Use the checklist below as you read through your disclosures:
Opening an Account
The key sections in a disclosure document at account opening are:
- Membership or account agreement
- Par value for one share (credit union)
- Fee schedule
- Electronic funds transfer (EFT) policy
- Funds availability policy
- Overdraft protection policy and your right to opt-in/out
- Pledge of deposits in share accounts for any obligations owed the bank or credit union
- Explanation of dividends, including frequency, minimum balance requirements, etc. (credit union)
- Information on accounts with joint owners
- Certificate of Deposits (CDs) or Share Certificates disclosure, including early withdrawal penalties
The key sections in a disclosure document when taking out a loan are:
- Annual Percentage Rate (APR), including if it can change, how it is calculated and the use of an index on variable-rate or adjustable-rate loans
- Grace period, if any
- Fees and costs associated with the loan, including late payment fee, application fee, origination fee, credit report cost, late fees, reoccurring monthly fees, appraisal cost, etc.

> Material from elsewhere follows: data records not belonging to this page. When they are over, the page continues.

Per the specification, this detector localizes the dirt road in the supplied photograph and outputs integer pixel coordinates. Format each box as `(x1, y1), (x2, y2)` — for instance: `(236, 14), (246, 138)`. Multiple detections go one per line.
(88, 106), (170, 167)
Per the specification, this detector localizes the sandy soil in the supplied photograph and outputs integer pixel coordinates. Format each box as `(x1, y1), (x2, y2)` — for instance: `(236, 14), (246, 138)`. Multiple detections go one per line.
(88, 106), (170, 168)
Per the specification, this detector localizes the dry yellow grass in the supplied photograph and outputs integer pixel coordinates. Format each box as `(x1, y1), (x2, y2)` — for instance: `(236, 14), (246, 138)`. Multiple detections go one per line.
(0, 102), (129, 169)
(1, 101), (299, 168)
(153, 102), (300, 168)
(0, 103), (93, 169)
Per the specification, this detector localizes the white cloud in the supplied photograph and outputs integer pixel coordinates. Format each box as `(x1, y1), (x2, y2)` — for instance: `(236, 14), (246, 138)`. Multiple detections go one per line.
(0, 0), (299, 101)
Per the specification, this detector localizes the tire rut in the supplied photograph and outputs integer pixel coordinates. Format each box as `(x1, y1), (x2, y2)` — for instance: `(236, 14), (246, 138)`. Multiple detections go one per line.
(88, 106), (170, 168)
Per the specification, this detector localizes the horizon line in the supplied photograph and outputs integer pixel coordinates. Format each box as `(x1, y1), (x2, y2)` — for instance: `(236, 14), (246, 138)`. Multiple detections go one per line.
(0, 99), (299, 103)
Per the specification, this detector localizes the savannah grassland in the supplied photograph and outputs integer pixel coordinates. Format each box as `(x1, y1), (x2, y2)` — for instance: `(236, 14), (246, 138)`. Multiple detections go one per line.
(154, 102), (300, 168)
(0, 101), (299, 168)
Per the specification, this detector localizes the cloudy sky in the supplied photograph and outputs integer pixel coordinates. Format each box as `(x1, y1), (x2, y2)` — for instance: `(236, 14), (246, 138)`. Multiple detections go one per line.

- Cross-collateralization clause
- Property insurance requirements and collateral protection insurance if adequate insurance is not maintained (home and property loans)
- Co-signor notice
Note: Federal consumer financial protection laws apply to credit unions. These laws included the Equal Credit Opportunity Act, which requires credit be made available to members without regard to sex, marital status, race, national origin, age or any other prohibited basis.
Disclosure statements provide you with the facts you need to make an informed decision. By reading through them and making sure to understand them, you’ll better protect yourself from making a bad decision. Keep and compare your documents from your credit union. This will help you make the best use of your rights under federal law and avoid liability.